Naufrage d’un bateau de migrants: «Il faut d’abord accuser la politique de fermeture des frontières»

INTERVIEW Violaine Carrère, chargée d’études au Groupe d’information et de soutien des immigrés (Gisti), repose la question des politiques migratoires européennes alors qu'un bateau transportant des centaines de migrants a fait naufrage en Méditerranée le 10 septembre…

Audrey Chauvet

— 

Des migrants se préparent à sortir du beateau de la marine italienne, dans le port de Brindisi, venu les secourir au large de la Sicile, le 15 septembre 2014
Des migrants se préparent à sortir du beateau de la marine italienne, dans le port de Brindisi, venu les secourir au large de la Sicile, le 15 septembre 2014 — AFP

Il y avait 400 à 450 personnes à bord et une centaine d’enfants. Presque tous ont péri dans le naufrage du bateau qui devait les mener, ce 10 septembre dernier, sur les côtes européennes. Alors que la piste d’un échouage volontaire par les passeurs se confirme, Violaine Carrère, chargée d’études au Groupe d’information et de soutien des immigrés (Gisti), estime qu’il faut surtout remettre en question les politiques européennes d’immigration.

Pour vous, la responsabilité des passeurs dans ce naufrage ne doit pas masquer d’autres responsabilités?

L’attention est focalisée sur les passeurs, mais la première chose qui devrait nous inquiéter est que ces gens soient contraints de prendre le bateau au péril de leur vie. Le naufrage d’octobre 2013 au large de Lampedusa avait remué l’opinion, les autorités avaient alors assuré que cela rentrait dans les missions de Frontex de veiller à la vie des migrants, mais rien n’a changé. Aujourd’hui, dire que c’est de la faute des méchants passeurs, c’est oublier qu’il faut d’abord accuser la politique de fermeture des frontières.

Le marché des passeurs profite de cette politique?

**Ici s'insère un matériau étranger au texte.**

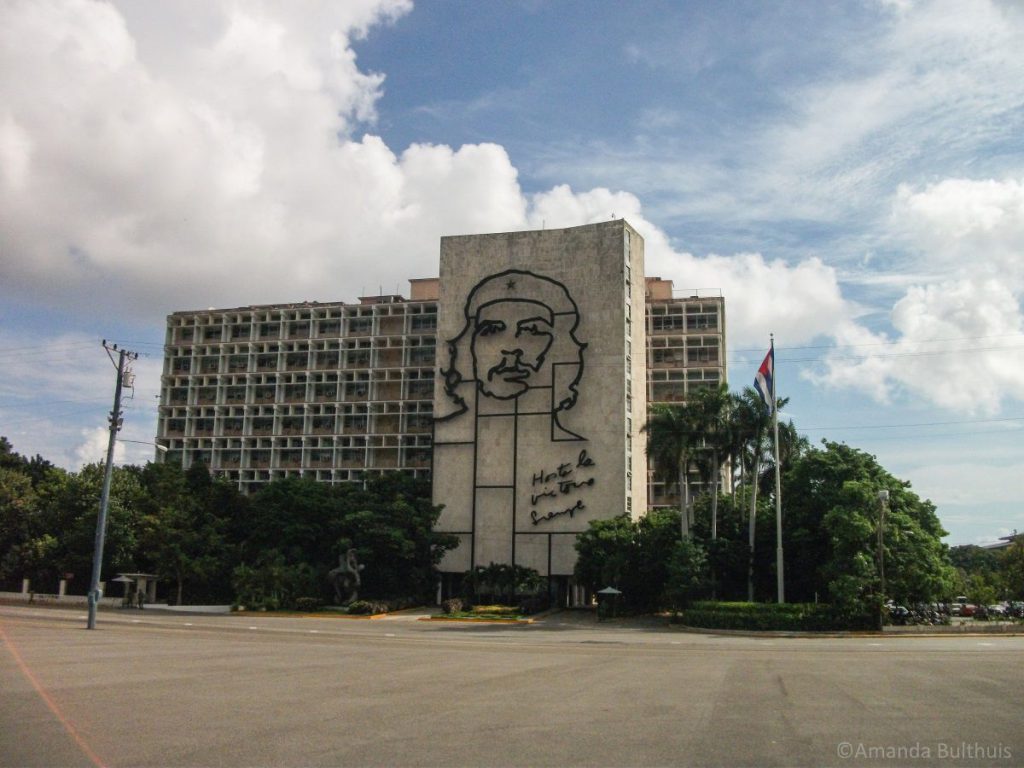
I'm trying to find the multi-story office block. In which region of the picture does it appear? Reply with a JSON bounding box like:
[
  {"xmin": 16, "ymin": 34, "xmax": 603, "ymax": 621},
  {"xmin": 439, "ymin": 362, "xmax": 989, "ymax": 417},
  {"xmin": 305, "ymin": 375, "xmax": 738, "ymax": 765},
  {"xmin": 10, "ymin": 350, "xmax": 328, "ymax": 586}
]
[
  {"xmin": 647, "ymin": 278, "xmax": 726, "ymax": 507},
  {"xmin": 433, "ymin": 220, "xmax": 647, "ymax": 590},
  {"xmin": 157, "ymin": 225, "xmax": 726, "ymax": 514},
  {"xmin": 157, "ymin": 279, "xmax": 437, "ymax": 492}
]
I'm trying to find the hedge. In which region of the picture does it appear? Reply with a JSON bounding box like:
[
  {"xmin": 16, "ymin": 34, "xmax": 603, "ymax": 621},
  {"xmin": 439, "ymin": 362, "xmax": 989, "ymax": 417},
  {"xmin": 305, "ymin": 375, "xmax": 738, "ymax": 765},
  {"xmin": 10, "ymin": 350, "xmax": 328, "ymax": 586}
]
[{"xmin": 672, "ymin": 600, "xmax": 878, "ymax": 632}]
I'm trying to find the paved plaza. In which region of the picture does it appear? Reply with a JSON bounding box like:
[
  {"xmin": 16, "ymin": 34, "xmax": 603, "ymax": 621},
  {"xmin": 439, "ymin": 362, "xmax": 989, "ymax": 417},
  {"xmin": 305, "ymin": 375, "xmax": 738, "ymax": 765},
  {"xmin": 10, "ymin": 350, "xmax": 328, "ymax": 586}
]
[{"xmin": 0, "ymin": 606, "xmax": 1024, "ymax": 767}]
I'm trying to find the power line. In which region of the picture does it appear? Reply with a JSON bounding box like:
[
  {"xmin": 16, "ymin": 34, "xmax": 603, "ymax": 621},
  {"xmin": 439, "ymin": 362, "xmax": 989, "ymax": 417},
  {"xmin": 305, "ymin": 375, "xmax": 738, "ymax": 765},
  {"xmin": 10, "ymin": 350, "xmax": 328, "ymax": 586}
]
[
  {"xmin": 800, "ymin": 416, "xmax": 1024, "ymax": 432},
  {"xmin": 732, "ymin": 333, "xmax": 1024, "ymax": 354}
]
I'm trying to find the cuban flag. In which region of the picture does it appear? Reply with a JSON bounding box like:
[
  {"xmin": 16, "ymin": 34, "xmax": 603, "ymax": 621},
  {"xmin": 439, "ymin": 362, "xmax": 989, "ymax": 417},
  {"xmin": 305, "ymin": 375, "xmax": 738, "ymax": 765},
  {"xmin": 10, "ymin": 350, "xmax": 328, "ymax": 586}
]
[{"xmin": 754, "ymin": 344, "xmax": 775, "ymax": 411}]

Les passeurs existent car cette politique crée une niche dans l’économie du fait que les gens qui veulent venir en Europe ne peuvent pas voyager autrement. Ils offrent une prestation à prix très élevé pour mener les gens à bon port. Mais il y a aussi des cas où ce sont des bandits, ce n’est pas la première fois qu’on retrouve des gens abandonnés en plein désert ou mis en péril en haute mer.

Ce marché est impossible à contrôler?

L’économie des passeurs est très difficile à connaître, elle est très fluctuante selon le contexte international. Les routes sont aussi très fluctuantes car si on renforce les contrôles quelque part, elles se déroutent. Par exemple, la voie de Ceuta-Melilla a été abandonnée au profit de celles des Canaries, plus longue et plus dangereuses, puis de celle de la Sicile.  Il y a aussi d‘autres routes par voie de terre, certains partent d‘Afrique subsaharienne et arrivent en Europe par la Lettonie.

Vous êtes dès lors favorable à l’autorisation d’entrée de tous les migrants?

Nous sommes favorables à la liberté de circulation, ce qui ne veut pas dire que des flux se déverseraient sans fin. Les gens pourraient venir, constater quelle vie ils pourraient avoir ici, faire des allers-retours, découvrir que trouver un travail ou un logement n’est pas si facile. De toute façon les gens entreront en Europe, sauf ceux qui aujourd’hui meurent sur le chemin.